Tessellations have been studied for millennia, and analysis of 2d shapes' tessellations is essentially a closed problem. We know which shapes, when repeated over a 2d plane, completely fill the space. You may be familiar with the beautiful tilings drawn by M. C. Escher (see here, for instance). However, in three dimensions, we have made far less progress, and although we can generalize the 2d case from regular polygons to arbitrary shapes, this is inaccessible to us.
Given that they are the simplest 3d polyhedron, tetrahedra (4 faces, all triangles) were chosen to explore tessellation in 3d. The central problem is: Which tetrahedra can fill 3d-space entirely? From there, interesting problems (15, at the time I joined the project) were created, spanning multiple fields. Some were programming-based (generate code to check properties of tetrahedra); others involved finding relationships between dihedral angles (the angle between two planes whence tetrahedral faces come).

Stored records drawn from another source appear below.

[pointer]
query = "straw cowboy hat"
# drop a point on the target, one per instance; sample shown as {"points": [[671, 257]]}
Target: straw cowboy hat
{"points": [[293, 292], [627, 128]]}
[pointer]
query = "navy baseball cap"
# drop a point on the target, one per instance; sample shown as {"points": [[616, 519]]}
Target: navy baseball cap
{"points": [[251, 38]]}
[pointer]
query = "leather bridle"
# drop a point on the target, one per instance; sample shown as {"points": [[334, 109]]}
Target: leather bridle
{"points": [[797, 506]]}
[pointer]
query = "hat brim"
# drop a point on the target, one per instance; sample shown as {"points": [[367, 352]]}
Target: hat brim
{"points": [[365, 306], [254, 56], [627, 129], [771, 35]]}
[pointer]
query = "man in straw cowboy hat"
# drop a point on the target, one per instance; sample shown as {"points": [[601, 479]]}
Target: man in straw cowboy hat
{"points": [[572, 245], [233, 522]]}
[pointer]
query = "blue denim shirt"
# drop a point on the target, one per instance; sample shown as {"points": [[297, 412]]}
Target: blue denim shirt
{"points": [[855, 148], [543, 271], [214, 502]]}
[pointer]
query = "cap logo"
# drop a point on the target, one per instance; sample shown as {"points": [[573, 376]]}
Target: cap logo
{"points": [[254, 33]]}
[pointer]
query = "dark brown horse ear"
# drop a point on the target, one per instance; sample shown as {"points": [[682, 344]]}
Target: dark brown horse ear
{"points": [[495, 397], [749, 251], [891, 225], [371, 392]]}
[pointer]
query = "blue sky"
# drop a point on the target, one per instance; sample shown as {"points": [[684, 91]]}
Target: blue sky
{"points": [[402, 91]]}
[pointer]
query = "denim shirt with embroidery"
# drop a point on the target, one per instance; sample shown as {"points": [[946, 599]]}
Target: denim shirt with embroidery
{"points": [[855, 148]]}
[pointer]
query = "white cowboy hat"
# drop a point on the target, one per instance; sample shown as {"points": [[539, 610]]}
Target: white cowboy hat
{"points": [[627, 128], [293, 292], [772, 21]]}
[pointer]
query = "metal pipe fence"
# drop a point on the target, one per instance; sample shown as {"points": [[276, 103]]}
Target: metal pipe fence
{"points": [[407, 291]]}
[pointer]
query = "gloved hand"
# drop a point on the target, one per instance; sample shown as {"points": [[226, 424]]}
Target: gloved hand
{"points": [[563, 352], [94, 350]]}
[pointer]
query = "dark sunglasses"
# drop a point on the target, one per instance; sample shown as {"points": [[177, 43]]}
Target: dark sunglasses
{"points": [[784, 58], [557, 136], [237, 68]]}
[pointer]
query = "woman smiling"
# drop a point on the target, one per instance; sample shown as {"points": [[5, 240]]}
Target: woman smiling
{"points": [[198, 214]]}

I worked with a group of 3-4 MIT undergraduates to unpack the mysteries of 3d research. Other than the mathematics exploration I had performed as a child between ages 6 to 11, this was my first mathematics research exposure. I relied on my knowledge of group theory and algebra from Peter J. Cameron's excellent volume, "Introduction to Algebra", to make progress on the problems. The research was supervised by Prof. Bjorn Poonen.
The project was split into three rough components. Most of the time was taken by reading and scouting relevant information from the massive material trove of 18.TETRA (the affectionate name given to our project). Textbooks, articles, and research spanning multiple decades were consulted; there were even a few articles in German (which I can understand). Once the right "pieces of the puzzle" were found, I worked alone to fit them together. There is no real way to describe this; one has to perform mathematical research to feel that way. Finally, we had several group meetings a week, to go over findings and patch up the missing links in each others' work.

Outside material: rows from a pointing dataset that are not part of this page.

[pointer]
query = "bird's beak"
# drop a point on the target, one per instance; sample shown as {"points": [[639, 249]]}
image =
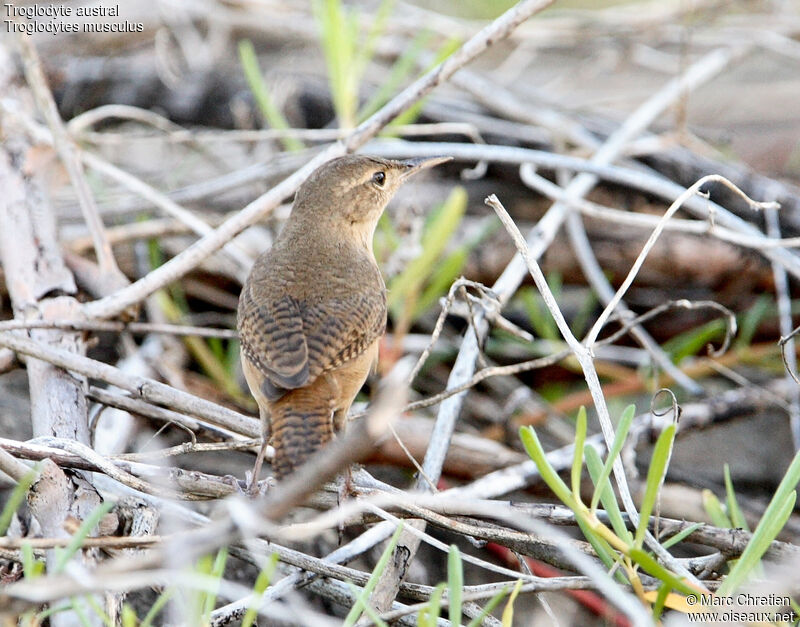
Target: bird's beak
{"points": [[412, 166]]}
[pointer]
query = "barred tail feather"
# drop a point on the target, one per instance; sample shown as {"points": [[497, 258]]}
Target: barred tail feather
{"points": [[301, 424]]}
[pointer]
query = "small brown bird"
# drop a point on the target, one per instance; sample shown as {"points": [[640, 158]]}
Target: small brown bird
{"points": [[313, 309]]}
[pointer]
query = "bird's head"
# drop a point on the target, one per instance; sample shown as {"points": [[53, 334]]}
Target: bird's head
{"points": [[352, 191]]}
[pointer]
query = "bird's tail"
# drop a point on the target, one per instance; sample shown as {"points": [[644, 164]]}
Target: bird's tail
{"points": [[300, 423]]}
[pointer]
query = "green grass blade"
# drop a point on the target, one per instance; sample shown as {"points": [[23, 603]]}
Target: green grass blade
{"points": [[681, 535], [437, 233], [715, 511], [488, 608], [337, 34], [623, 427], [693, 341], [401, 69], [31, 567], [89, 523], [655, 475], [217, 571], [534, 449], [751, 320], [771, 523], [603, 549], [734, 511], [272, 114], [159, 604], [648, 563], [129, 617], [368, 609], [508, 612], [16, 497], [429, 615], [455, 583], [262, 583], [577, 458], [412, 113], [98, 610], [607, 498], [661, 598], [366, 50], [355, 612]]}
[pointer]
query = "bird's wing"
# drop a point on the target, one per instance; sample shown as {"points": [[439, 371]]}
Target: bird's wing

The takeaways from my first true mathematics research experience revolved around one aspect: structure. Despite my knowledge of group theory, and my acquisition of knowledge through the large amount of textbooks and resources consulted, I had not marshalled them in the optimal way. This is because I did not fully grasp the structure of research. Whereas mathematics competitions and self-exploration were about simple strategies—taking the correct approach off the metaphorical toolbox and using it, and just reading, reading, reading, respectively—research was far more complicated. Rather than having already-solved problems handed to us in bite-size pieces to challenge us, or expanding out on our own without a clear problem, we had defined problems without known solutions, and it was our job to find an answer, similar to how a Smurf invents a gadget that would take him to the moon1. In my view, there are few clear principles that can make research effective. One has to learn along the way, and experience is the only true guide. Discussing research philosophy is less fruitful than performing research oneself.
Footnotes
1In fact, the Smurfs never went to the moon, though they came distantly "close" in "The Astrosmurf". It is Dreamy's birthday, and he wishes to go to another planet. The Smurfs fulfill this by using magical potions to alter Earth's terrain and turn themselves into Swoofs.